Step 1: Whenever user connects to data network from smart devices with mobility/wifi/FTTX mode, the application loaded on smart devices connects to its server hosted on Internet cloud. Along-with applications, the system also generates multiple traffic for identification/updates/notifications to Internet server. As soon as the applications try to connect to its servers, the first communication is DNS resolution. The DNS resolution is done by generating DNS query for resolving the IP address of the domain server hosted on the Internet. The DNS queries are sent to kernel/networking engine, which maintains network and DNS server configurations. The DNS engine loaded by the DNS application will analyze the query based on the algorithm defined as mentioned in next steps.

Step 2: Once the DNS query is sent to DNS App. The DNS app will analyze the name of the domain. The name of the domain is validated against the list of the blacklisted domain, which was added/updated by central server based on multiple criteria, which include regulatory requirement, security requirement or organizational policies. (Updates from the central server depend on the mode and service purchased by the user).

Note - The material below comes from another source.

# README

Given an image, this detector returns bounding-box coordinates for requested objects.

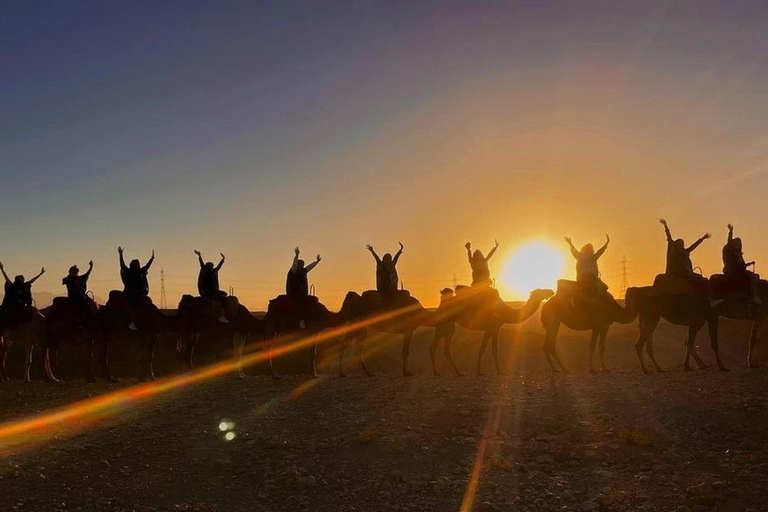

If the domain matches with blacklisted domain, the query will be dropped or redirected to some other server for notifications. The number of queries and the list of domains will be captured/indexed for reporting functionality provided by the DNS app. In case the domain is not part blacklisted domain, it will forward to next step.

Step 3: Once the DNS query is validated against the blacklisted domains updated by central servers, users can also set certain domains in blacklist by themselves or as an organizational policy. The DNS query will be again validated against the list. If the domain matches with list, the query will be dropped or redirected to some other server for notifications. The number of queries and the list of domains will be captured to be shown in the reports generated by the DNS app. In case the domain is not part blacklisted domain, it will forward to next step.

Step 4: Once the domain is validated against the restrictions, the domain is checked against the cache list in the application. In case the domain entry is present in cache, it will be quickly responded to the applications. In case the domain is not cached, it will move to next step.

Step 5: Before actually generating the query on the Internet, the DNS app will validate and update the policy from centralized server to ensure the DNS query will be validated against the blacklisted domains. The validation may happen with delta addition/ deletion of the policy updates to speed up the process of DNS response. If the domain matches with list, the query will be dropped or redirected to some other server for notifications. The number of queries and the list of domains will be captured to be shown in the reports generated by the DNS app. In case the domain is not part blacklisted domain, it will forward to next step.

Step 6: Now the DNS app will generate the recursive DNS query to the DNS servers defined in the OS kernel. The DNS server may be on the local area network/telecom network/ open DNS. User has the flexibility to use any DNS based on the configuration of the smart device.

Step 7: Once the smart device receives the resolution of the recursive DNS query with an IP address/addresses. These IP addresses can be on IPv4 or IPv6 or both based on the network configuration and setup. The IP addresses are again validated against the list of blacklisted IP defined by central server/user. If the IP addresses matches with list, the response will be dropped or redirected to some other server for notifications. The number of queries and the list of domains will be captured to be shown in the reports generated by the DNS app. In case the IP address is not part blacklisted list, it will forward to next step.

Step 8: Once all the validation i.e. domain and resolved IP addresses are done, the response of the DNS is sent to the respective application. The DNS app will also update the DNS cache for future queries to be responded from cache.